JasonFlyBeauty commented 6 months ago

Thank you very much for your help.

@JasonFlyBeauty Thanks for reporting. This is a bug. We will fix it ASAP. By the way, the reason you are facing this problem is that, you have triggered a CUDA OOM while using embedding. This error is an error in the auto-recovery process. Please check the status of your GPU memory while using the embedding model.

JasonFlyBeauty commented 6 months ago

Also, I would like to know how to specify the GPU card for the embedding model and if it supports multi-card running

@JasonFlyBeauty Thanks for reporting. This is a bug. We will fix it ASAP. By the way, the reason you are facing this problem is that, you have triggered a CUDA OOM while using embedding. This error is an error in the auto-recovery process. Please check the status of your GPU memory while using the embedding model.

ChengjieLi28 commented 6 months ago

Also, I would like to know how to specify the GPU card for the embedding model and if it supports multi-card running

@JasonFlyBeauty Thanks for reporting.
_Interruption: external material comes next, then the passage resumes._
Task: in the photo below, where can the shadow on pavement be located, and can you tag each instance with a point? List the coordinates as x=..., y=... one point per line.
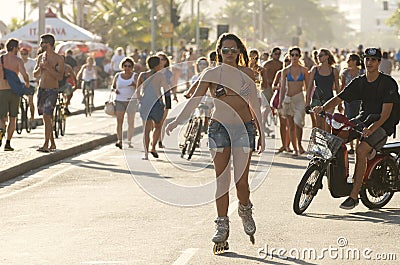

This is a bug. We will fix it ASAP. By the way, the reason you are facing this problem is that, you have triggered a CUDA OOM while using embedding. This error is an error in the auto-recovery process. Please check the status of your GPU memory while using the embedding model.

Use --gpu-idx option when launching models. See https://inference.readthedocs.io/en/latest/reference/generated/xinference.client.Client.launch_model.html

xinference launch <other_options> --gpu-idx <your_specific_gpu_index>
JasonFlyBeauty commented 6 months ago

Thanks again for your help!

另外,我想知道如何指定嵌入模型的GPU卡以及是否支持多卡运行

@JasonFlyBeauty感谢您的报告。这是一个错误。我们会加速修复它。顺便说一句,您遇到此问题的原因是,您在使用嵌入时触发了 CUDA OOM。该错误是自动恢复过程中的错误。使用嵌入模型时请检查GPU内存的状态。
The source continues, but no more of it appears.